No Pará, “É Sal” significa o fim de algo. Não é à toa que Viviane Batidão escolheu a gíria regional para nomear seu álbum de estreia. “Não é o sal de cozinha [risos] mas algo que faz parte da linguagem do melody e da aparelhagem”, explica, em entrevista à Noize.
Com mais de 25 anos de carreira, É Sal (2025) é o primeiro disco de estúdio da artista paraense, ícone do tecnomelody. Com nove faixas, a produção foi comandada pela própria Viviane, ao lado de Rodrigo Camarão. Lançado no fim de outubro, É Sal celebra o pop amazônico.
“Estamos no caminho certo, nossa cultura vai ser nacionalizada, vamos deixar de usar a palavra regional, porque é uma música nacional”, diz a artista. Nos feats, ela reuniu um time feminino, formado por Pocah, Priscilla Senna, Suanny Batidão e Japinha.
Em entrevista à Noize, Viviane compartilha expectativas com o álbum no mundo, a nova fase da carreira e o tecnomelody do futuro.
Vivi, esse é o seu primeiro álbum! Como você está se sentindo com o lançamento?
Meu primeiro álbum de estúdio! Já lancei alguns, mas que não eram feitos para serem álbuns, fui juntando o repertório aqui e ali, só para ter uma playlist e a galera ouvir juntinho. Mas agora É Sal chega aí! Espero que o público goste.
É um álbum pequeninho. Tive muitas incertezas na minha cabeça, em como fazer um trabalho voltado para o nacional, sem perder a minha essência.
Fiz juntando meus produtores de sempre com outros. Foi uma loucura boa, mas estamos entregando este álbum. Tem música romântica, tem sofrência, tem declaração para o meu estado em “Só no Pará”, feats especiais, tem de tudo!
Com a chegada da Cop30, estamos discutindo o clima e nossa floresta. Mas, junto com isso, levantamos a bandeira da cultura nortista.

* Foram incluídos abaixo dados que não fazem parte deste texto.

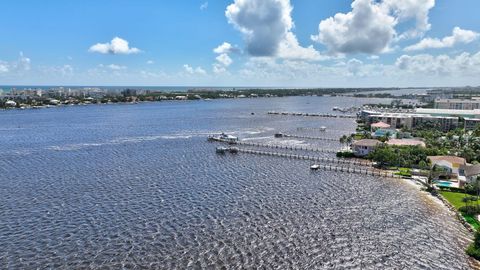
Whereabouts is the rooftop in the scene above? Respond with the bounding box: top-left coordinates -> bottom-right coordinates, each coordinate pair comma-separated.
416,108 -> 480,116
387,139 -> 425,147
371,122 -> 390,128
353,139 -> 382,146
427,156 -> 467,165
462,164 -> 480,177
435,98 -> 480,103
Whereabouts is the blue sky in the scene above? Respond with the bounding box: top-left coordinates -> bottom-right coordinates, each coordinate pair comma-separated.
0,0 -> 480,87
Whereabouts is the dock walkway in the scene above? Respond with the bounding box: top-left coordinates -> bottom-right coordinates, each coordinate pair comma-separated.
267,111 -> 357,119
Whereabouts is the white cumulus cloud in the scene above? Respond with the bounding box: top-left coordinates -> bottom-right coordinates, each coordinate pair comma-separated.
88,37 -> 140,54
395,52 -> 480,77
183,64 -> 207,75
215,53 -> 233,67
383,0 -> 435,39
312,0 -> 396,54
404,27 -> 479,51
311,0 -> 435,54
213,42 -> 238,54
225,0 -> 320,60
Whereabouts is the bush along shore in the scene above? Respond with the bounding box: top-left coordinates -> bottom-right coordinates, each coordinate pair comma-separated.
337,118 -> 480,260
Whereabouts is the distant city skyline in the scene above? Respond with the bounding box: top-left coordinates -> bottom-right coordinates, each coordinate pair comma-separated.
0,0 -> 480,87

As pessoas começaram a olhar para o que estamos fazendo aqui. Nós vamos fazer uma Cop linda, vamos dar conta e o Brasil também começou a conhecer o próprio Brasil, o que se faz aqui no Norte com mais força.
Já tínhamos artistas potentes, como Joelma e Gaby [Amarantos], que reverberam nossa música, mas agora mais artistas estão ganhando espaço. Vivemos esse momento lindo de protagonismo do Pará e eu disse: vamos lançar o álbum, aproveitar que as pessoas estão nos descobrindo. É um álbum com muita potência feminina!

São mais de 25 anos de estrada. O título “É Sal”, inclusive, faz referência a uma gíria popular paraense, usada para indicar o fim de algo e o recomeço de um novo ciclo, conceito que reflete o momento atual da artista. Como é essa “nova Viviane Batidão”?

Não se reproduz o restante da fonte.